One of my favorite bloggers, Seth Godin, had a great riff recently about getting good at the important things in our work. Seth suggests that sometimes we “quickly jump ahead to the new thing, failing to get good enough at the important thing.” Good point – and I would add a bit to it. In addition to wanting to jump to the newest, latest, before mastering the foundational in development work . . .
sometimes, we want to believe there is a short-cut approach, failing to accept the fact that relationships can’t be fast-forwarded.
Sure, we know there are no short-cuts in individual major gift work, but it is easy to forget this truism in corporate and foundation grant writing.
Enter a great article by the Philanthropy Journal about writing effective grant proposals. Todd Cohen writes that effective grants require all the normal “stuff,” a clearly written case, a compelling need, strong evidence, and a program that works.

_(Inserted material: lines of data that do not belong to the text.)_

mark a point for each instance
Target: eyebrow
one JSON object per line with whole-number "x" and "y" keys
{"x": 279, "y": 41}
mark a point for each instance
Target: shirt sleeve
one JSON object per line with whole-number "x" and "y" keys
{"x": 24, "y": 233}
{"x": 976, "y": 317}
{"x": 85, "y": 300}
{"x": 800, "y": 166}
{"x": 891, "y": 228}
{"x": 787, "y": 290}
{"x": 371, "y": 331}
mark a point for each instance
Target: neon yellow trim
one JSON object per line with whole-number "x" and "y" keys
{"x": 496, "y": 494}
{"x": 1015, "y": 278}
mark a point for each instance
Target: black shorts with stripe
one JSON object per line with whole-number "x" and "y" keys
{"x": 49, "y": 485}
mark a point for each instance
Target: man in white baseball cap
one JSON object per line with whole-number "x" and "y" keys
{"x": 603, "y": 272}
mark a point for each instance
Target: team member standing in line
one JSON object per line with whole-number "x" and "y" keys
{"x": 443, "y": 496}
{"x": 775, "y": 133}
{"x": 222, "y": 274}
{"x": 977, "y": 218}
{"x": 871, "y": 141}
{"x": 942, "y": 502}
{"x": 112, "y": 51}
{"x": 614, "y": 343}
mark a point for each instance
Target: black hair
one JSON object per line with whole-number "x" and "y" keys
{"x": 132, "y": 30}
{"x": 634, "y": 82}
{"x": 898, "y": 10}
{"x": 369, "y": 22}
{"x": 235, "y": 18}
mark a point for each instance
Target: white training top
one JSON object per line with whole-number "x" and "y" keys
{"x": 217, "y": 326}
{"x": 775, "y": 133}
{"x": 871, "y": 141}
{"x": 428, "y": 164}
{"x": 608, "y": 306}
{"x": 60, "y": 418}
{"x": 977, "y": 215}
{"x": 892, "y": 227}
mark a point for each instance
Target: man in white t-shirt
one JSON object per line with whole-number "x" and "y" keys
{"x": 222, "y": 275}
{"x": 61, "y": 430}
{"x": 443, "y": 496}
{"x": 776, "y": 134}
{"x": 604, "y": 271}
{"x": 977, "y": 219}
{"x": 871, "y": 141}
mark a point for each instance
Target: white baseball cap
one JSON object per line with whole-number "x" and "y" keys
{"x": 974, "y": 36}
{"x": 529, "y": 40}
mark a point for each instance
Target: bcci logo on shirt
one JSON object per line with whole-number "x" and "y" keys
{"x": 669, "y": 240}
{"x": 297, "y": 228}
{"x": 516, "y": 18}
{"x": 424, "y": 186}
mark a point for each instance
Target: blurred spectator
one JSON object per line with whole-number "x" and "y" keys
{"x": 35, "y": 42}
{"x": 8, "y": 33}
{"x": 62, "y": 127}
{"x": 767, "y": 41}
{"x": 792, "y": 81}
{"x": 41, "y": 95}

In addition, though, the article emphasizes the relationship with the corporation or foundation. “Instead of a ‘beggar relationship,’ a nonprofit through a grant application should be developing a ‘partnership’.” Effective grants begin when institutions “understand and develop relationships with their funders.”
Corporate and foundation relations should never be a ‘numbers game.’ We should not approach this important part of our development program in the same fashion as we do our phonathons. Instead, corporate and foundation relations should be viewed similarly to major gift work. Identify those corporations and foundations with both capacity and interest in our work and then develop relationships with them. Our corporate and foundation relations officers should be out of the office with partners and prospects as much as our major gift officers.
But we typically define the work of the corporate and foundations relations position differently. For instance, what is the aptitude most often identified as being vital to successful corporate and foundation relations? Answer: Grant-writing.
Perhaps we aren’t focused enough on “the important thing.”